In contrast to losses in the lowlands, the models predicted an increase of FDis at the lower mid-elevations (1000–2000 m) of the gradient. This suggests that there is a high potential for species immigration at these elevations, in particular at the margins of the functional trait space. A major factor driving this trend is the projected upslope dispersal of lowland species in response to global warming15,52. Upslope dispersal potentially causes the immigration of functionally specialized species (that currently are very rare or absent from higher elevations) to the lower mid-elevations. Examples include the Oilbird (Steatornis caripensis), which is among the species with the most pointed wings, and the White-throated Toucan (Ramphastos tucanus), which is among the birds with the largest tarsus and bill lengths. The immigration of such species is likely to cause a pronounced change in FDis between current and projected future assemblages at these elevations, since these species occupy distinct positions in the functional trait space. In addition, FDis can also increase due to an increase in the occurrence probability of species with specialized morphologies that are already present in the current assemblages. Examples include the Razor-billed Curassow (Mitu tuberosum) and Ivory-billed Aracari (Pteroglossus azara) that are currently present at the mid-elevations, but were projected to have increasing probabilities of occurrence under projected future climate.

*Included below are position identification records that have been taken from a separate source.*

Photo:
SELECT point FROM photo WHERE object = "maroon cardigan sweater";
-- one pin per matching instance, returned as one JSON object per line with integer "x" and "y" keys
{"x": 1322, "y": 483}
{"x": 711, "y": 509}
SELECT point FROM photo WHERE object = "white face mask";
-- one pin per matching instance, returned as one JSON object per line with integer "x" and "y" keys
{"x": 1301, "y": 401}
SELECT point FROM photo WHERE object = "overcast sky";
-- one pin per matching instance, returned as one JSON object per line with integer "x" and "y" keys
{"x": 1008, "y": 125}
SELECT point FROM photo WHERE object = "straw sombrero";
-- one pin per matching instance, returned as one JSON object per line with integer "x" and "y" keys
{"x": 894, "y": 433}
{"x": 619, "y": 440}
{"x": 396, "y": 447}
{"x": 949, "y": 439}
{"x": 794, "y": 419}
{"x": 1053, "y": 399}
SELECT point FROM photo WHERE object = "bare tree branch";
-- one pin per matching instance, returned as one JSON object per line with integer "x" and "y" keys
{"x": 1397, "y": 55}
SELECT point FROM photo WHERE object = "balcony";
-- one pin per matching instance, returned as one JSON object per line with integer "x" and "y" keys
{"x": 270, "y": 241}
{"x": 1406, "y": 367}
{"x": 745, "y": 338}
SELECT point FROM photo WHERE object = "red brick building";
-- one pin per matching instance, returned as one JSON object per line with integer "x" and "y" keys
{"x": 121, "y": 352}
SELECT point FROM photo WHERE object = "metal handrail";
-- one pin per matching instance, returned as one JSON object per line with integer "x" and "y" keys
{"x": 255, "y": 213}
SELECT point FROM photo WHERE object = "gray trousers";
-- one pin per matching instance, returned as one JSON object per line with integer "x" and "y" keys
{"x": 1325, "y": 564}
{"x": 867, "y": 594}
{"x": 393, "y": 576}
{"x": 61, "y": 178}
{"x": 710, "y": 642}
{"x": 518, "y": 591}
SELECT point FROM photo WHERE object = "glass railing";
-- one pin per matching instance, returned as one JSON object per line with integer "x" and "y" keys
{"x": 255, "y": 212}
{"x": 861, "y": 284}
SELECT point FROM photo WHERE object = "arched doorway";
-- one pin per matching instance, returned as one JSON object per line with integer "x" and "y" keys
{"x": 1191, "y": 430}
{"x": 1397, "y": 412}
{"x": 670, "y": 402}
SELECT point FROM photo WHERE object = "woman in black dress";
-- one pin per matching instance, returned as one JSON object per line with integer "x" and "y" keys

A high species turnover in bird assemblages at mid-elevations has been observed previously on tropical mountains (e.g., refs. 4,53). If these changes in species composition concern species with similar functional traits, this could foster redundancy among species as different species might be able to fulfil similar functional roles. When species with similar functional traits occur at different elevations of the Manú gradient, turnover of species driven by climate change could be an important mechanism in maintaining ecosystem functions, such as seed dispersal. Under such a scenario, the immigration of species with similar or new sets of functional traits could compensate for the loss of other species4,54,55. However, upward movements does not only depend on climate, but also on interactions among birds, such as interspecific competition56 or foraging interactions in mixed species flocks57. While knowledge on biotic factors shaping species’ distributions is available for some species, comprehensive information is currently lacking for species-rich tropical systems. In addition, species movements in response to climate change may depend on the availability of food resources58. Currently distributional patterns of birds and plants along this elevational gradient seem to broadly match53,59, while the future upslope dispersal of plants may lag behind that of birds60. Potential asynchronous species’ responses could force bird species immigrating from the lowlands to higher elevations to find new foraging plants58. Although many frugivorous birds tend to be relatively flexible in fruit choice55, the potential for rewiring species interactions, such as those between plants and birds, is not yet sufficiently understood61,62. Therefore, it is not yet fully clear how mid-elevation assemblages of frugivorous birds would re-assemble and to what extent vital seed dispersal functions could be maintained at these elevations in the future.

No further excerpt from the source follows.